Schon zuhause in Frankfurt war es mir ein Graus gewesen, aus dem Westen in den Osten der Stadt zu fahren, wo sich alle Autohändler verabredet hatten, ihre Werkstätten zu platzieren. In Nairobi ist es ganz genauso. Wir wohnen in Westlands, und alle Autohändler liegen im Osten Richtung Flughafen. Nur der Verkehr ist hier noch viel, viel schrecklicher.
Also quetschte ich mich schon gegen 7 Uhr morgens auf Seitenstraßen an der Rushhour vorbei, auf dem Weg zur Werkstatt, die vor etwa 50 Jahren von einem Deutschen gegründet wurde. Aus der kleinen Klitsche ist in der Zwischenzeit einer dieser automobilen Paläste geworden, wo die gepflegte Stille in den weitläufigen Hallen an Sakralbauten erinnert.
Gut war, dass ich den Weg schon kannte. Denn ich war schon vor einigen Tagen einmal hier gewesen, nur um erfahren, dass ich den Fahrzeugbrief hätte vorweisen müssen, wollte ich den Wagen reparieren lassen. Diese Erkenntnis hatte mich drei Stunden Nahkampf auf Nairobis Kreisverkehren gekostet. Immerhin musste ich dafür bei diesem zweiten Anlauf nicht auch nach Straßenkarte lesen während der Fahrt.
Hinter dem Eingang war eigentlich so weit alles wie in Deutschland. Aufgedonnerte Geländewagen buhlten um Aufmerksamkeit, knallige Image-Videos unterstrichen das Markenerlebnis, in flachen Vitrinen lagen Souvenirs wie Devotionalien ausgestellt. Ein Service Assistent namens Bartholomew widmete sich mir und meinem Wagen und tippte alles eifrig in ein Computer-Programm. Übermorgen könnte ich das Auto abholen.
Schon während wir uns dem Ende der Prozedur näherten, hatte ich ein Taxi gerufen. Bartholomew fragte, ob ich einen Kaffee trinken wollte, während ich wartete. Da sagte ich nicht nein. Daraufhin führte mich zur Kaffeetheke und übergab mir dort einen Zettel. Den zeigte ich einer Frau. Was ich habe wollte, fragte sie mich. Kaffee, sagte ich, und betrachtete den Zettel nun etwas genauer, während sie die Tasse füllte.

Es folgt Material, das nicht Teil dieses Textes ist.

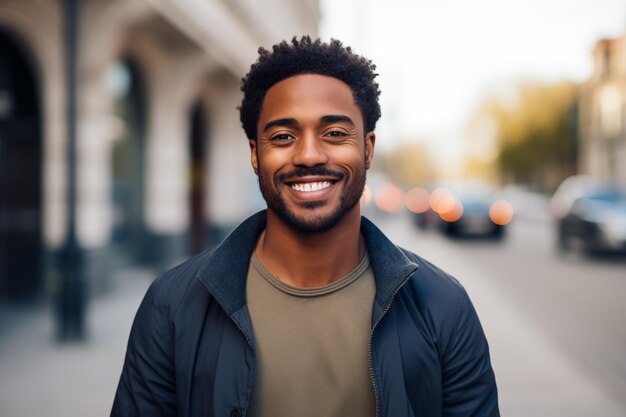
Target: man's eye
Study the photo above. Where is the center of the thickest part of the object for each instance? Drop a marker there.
(336, 134)
(281, 137)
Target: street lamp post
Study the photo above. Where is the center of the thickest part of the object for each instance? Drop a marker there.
(71, 297)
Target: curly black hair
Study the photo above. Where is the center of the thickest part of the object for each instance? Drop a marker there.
(307, 56)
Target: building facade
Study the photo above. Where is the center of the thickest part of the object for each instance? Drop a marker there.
(162, 164)
(603, 114)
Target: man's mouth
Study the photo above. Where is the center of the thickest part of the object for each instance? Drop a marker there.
(307, 187)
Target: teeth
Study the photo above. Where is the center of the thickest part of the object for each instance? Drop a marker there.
(311, 186)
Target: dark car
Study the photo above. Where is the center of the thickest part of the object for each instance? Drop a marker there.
(590, 215)
(468, 208)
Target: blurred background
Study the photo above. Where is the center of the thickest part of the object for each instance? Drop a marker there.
(501, 157)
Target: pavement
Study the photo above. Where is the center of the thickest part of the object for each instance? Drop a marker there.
(40, 377)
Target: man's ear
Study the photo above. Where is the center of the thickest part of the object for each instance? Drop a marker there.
(254, 160)
(370, 141)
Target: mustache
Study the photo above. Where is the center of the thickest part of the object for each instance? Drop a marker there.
(312, 171)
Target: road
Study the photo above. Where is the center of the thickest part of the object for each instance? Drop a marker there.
(555, 323)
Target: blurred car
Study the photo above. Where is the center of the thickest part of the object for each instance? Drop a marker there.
(590, 215)
(468, 208)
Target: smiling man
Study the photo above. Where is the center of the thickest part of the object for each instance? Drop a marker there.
(307, 309)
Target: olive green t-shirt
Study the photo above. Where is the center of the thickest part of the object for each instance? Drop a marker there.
(311, 345)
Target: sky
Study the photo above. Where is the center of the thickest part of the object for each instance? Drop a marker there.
(438, 59)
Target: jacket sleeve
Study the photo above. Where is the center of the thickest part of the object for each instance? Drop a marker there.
(147, 385)
(469, 387)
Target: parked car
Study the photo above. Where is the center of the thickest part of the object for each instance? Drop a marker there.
(468, 208)
(590, 215)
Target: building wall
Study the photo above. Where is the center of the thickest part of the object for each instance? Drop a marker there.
(603, 113)
(187, 53)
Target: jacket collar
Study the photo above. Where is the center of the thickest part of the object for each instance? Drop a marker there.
(225, 270)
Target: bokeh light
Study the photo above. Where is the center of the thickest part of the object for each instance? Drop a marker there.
(501, 212)
(442, 200)
(417, 200)
(453, 210)
(390, 198)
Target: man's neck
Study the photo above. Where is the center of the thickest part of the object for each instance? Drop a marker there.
(311, 260)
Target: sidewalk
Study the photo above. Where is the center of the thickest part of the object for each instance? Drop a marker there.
(40, 377)
(535, 377)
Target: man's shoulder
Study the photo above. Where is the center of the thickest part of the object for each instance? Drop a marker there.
(433, 288)
(175, 285)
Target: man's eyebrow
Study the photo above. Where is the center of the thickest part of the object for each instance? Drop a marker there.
(280, 122)
(334, 118)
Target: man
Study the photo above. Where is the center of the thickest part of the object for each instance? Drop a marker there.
(307, 309)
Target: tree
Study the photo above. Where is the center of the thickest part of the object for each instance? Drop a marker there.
(536, 135)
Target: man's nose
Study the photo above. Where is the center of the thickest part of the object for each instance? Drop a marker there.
(310, 151)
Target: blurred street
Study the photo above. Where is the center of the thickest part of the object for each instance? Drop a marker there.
(554, 325)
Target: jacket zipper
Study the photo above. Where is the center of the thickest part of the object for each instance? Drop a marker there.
(369, 343)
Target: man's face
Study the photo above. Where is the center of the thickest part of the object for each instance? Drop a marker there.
(311, 152)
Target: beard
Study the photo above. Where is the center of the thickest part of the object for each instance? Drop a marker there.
(309, 223)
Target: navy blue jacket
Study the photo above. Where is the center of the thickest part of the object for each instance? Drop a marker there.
(191, 347)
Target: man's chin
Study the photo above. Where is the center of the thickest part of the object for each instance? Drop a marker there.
(311, 222)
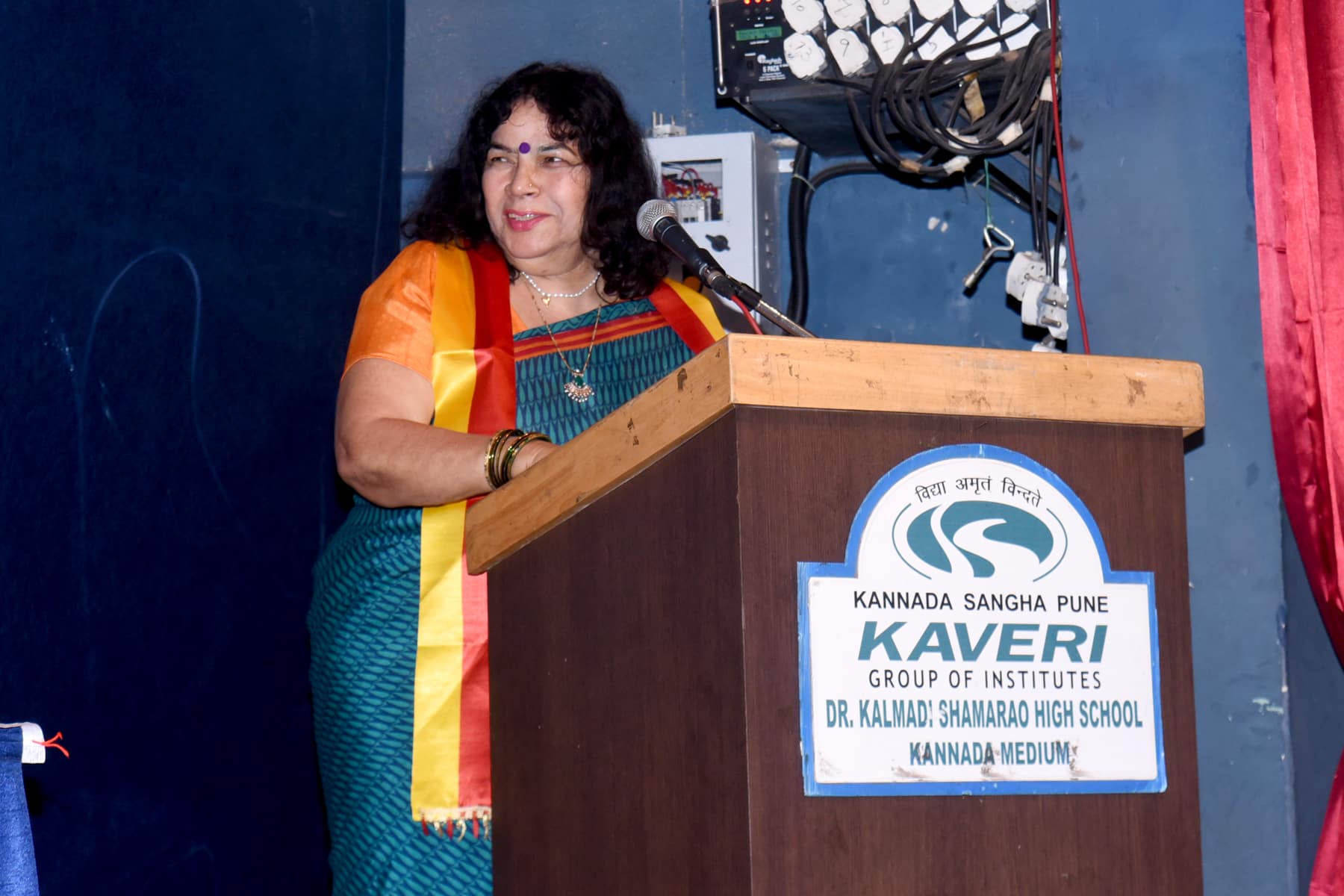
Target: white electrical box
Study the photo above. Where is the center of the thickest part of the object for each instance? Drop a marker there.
(726, 193)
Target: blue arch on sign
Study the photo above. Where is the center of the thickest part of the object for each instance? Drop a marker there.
(848, 568)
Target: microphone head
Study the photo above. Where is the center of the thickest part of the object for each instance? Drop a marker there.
(651, 214)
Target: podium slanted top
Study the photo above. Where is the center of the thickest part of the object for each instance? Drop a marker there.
(769, 371)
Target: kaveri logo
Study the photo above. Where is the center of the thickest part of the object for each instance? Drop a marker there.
(979, 539)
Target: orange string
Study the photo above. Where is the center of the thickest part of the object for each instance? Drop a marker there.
(52, 742)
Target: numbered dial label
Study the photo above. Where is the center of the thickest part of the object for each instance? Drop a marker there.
(846, 13)
(804, 55)
(889, 43)
(804, 16)
(851, 53)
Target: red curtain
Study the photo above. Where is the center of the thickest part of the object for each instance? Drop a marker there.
(1295, 53)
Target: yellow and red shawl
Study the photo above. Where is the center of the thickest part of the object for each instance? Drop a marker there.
(475, 391)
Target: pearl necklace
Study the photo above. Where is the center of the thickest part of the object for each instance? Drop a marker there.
(577, 388)
(547, 297)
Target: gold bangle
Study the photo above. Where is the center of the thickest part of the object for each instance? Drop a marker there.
(511, 454)
(491, 469)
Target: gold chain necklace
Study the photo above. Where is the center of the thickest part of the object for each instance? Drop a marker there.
(577, 388)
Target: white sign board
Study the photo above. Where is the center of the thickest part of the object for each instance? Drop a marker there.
(976, 641)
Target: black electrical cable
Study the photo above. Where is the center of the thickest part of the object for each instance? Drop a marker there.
(799, 195)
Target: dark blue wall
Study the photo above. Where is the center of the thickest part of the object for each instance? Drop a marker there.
(195, 193)
(1157, 134)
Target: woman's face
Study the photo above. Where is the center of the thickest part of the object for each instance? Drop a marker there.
(535, 191)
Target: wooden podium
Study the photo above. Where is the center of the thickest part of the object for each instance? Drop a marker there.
(644, 626)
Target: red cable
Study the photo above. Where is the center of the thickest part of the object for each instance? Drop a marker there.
(1063, 175)
(53, 743)
(746, 314)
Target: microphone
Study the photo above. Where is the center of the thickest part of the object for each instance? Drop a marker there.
(658, 223)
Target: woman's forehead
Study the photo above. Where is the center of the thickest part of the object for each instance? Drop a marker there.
(529, 122)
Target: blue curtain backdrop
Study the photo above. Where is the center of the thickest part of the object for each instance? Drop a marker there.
(195, 196)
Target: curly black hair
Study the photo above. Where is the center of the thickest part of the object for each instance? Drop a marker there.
(582, 108)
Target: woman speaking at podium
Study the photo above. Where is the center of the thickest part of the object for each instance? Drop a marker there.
(526, 309)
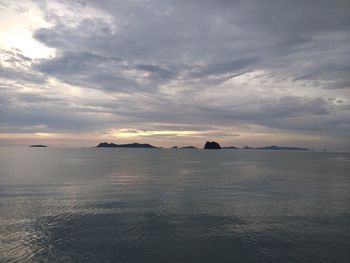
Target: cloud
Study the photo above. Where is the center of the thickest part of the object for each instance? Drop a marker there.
(214, 64)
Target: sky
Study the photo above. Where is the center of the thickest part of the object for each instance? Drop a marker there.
(252, 72)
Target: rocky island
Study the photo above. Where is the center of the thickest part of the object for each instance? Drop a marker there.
(212, 145)
(128, 145)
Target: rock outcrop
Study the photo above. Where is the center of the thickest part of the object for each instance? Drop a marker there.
(212, 145)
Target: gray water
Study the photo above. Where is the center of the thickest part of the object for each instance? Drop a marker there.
(153, 205)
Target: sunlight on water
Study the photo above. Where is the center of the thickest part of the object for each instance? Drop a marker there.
(137, 205)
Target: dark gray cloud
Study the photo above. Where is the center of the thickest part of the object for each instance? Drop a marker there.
(273, 64)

Customer Entertainment Voucher, also Kundenunterhaltungsgutschein, stand da. Sie brachte den Kaffee. Ich fragte, ob das jetzt das Entertainment war, oder ob da noch was käme, also, ob sie jetzt vielleicht singen würde. Worauf sie antwortete, das würde jetzt aber schwierig, denn sie könne sich gerade an gar kein englisches Lied erinnern.
Bevor ich jedoch erwidern konnte, dass ich auch nichts gegen einen Song in Suaheli einwenden würde, hatte sie sich besonnen und sang mitten in die ausgestellten Autos hinein: „Ha-le-luja, Ha-le-luja, Ha-le-luja, Ha-lee-luu-jaaaa.“ Spontan ergriffen, sang ich die letzten Silben mit, und weil es so schön war, wiederholten wir das Ganze noch einmal.

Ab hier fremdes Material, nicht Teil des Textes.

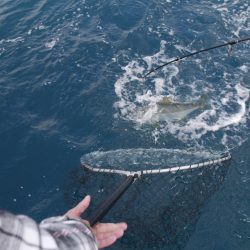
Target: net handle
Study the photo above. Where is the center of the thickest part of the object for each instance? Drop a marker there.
(110, 201)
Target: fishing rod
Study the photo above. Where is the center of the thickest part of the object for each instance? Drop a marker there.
(230, 43)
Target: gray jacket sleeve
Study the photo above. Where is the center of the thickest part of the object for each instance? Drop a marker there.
(55, 233)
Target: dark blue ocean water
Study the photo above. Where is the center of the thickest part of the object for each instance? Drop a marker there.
(69, 85)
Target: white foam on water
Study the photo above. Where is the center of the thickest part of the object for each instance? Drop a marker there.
(51, 44)
(12, 40)
(226, 112)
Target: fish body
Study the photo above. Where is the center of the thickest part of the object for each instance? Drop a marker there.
(168, 110)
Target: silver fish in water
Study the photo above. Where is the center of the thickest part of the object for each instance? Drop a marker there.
(168, 110)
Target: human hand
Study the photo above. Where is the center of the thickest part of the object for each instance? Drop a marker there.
(106, 233)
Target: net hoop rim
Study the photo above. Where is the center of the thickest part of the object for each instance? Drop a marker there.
(223, 158)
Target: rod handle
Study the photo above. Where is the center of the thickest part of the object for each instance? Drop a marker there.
(110, 201)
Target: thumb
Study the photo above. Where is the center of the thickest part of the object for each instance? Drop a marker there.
(80, 207)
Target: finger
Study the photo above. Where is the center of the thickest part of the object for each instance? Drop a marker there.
(80, 208)
(102, 236)
(106, 242)
(109, 227)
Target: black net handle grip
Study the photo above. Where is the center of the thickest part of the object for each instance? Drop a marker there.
(107, 204)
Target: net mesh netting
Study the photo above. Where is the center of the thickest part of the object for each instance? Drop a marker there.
(160, 209)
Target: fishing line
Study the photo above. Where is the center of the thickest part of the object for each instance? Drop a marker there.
(177, 59)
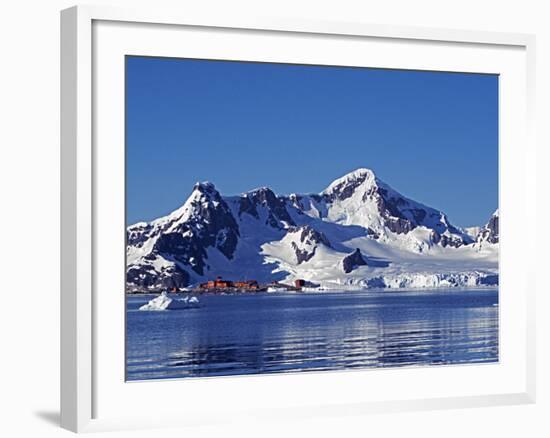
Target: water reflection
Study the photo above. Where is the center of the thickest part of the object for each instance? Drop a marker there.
(274, 333)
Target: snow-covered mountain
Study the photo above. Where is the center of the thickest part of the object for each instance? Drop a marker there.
(358, 232)
(488, 234)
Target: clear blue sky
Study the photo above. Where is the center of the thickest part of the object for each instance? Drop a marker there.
(432, 136)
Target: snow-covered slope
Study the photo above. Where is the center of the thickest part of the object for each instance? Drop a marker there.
(358, 232)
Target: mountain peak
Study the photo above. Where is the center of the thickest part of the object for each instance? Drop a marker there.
(205, 187)
(354, 178)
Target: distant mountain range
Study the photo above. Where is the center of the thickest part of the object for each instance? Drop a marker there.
(357, 233)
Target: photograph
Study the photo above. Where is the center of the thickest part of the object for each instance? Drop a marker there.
(285, 218)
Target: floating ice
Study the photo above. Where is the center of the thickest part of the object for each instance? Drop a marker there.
(164, 302)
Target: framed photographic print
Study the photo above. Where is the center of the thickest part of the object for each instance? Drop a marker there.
(257, 208)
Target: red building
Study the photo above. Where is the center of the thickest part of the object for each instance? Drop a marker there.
(247, 284)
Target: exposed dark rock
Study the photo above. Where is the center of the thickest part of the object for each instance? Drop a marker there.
(309, 241)
(352, 261)
(489, 233)
(445, 240)
(265, 197)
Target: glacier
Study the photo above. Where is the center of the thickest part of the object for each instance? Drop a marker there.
(357, 233)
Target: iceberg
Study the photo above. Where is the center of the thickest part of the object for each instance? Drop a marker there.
(164, 302)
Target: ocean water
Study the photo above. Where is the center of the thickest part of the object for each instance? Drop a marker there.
(276, 333)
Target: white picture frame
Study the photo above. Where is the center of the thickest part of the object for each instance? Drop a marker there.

Ich schwöre – bei Carl Benz und Rudolf Diesel – dass ich noch nie zuvor in einem Autohaus gesungen habe. Weder allein, noch im Duett mit einer Customer Entertainment Beauftragten. Schon gleich gar nicht Halleluja. Vielleicht wäre das ja etwas, woran die Marketing-Abteilungen der großen Autokonzerne in Zukunft arbeiten könnten.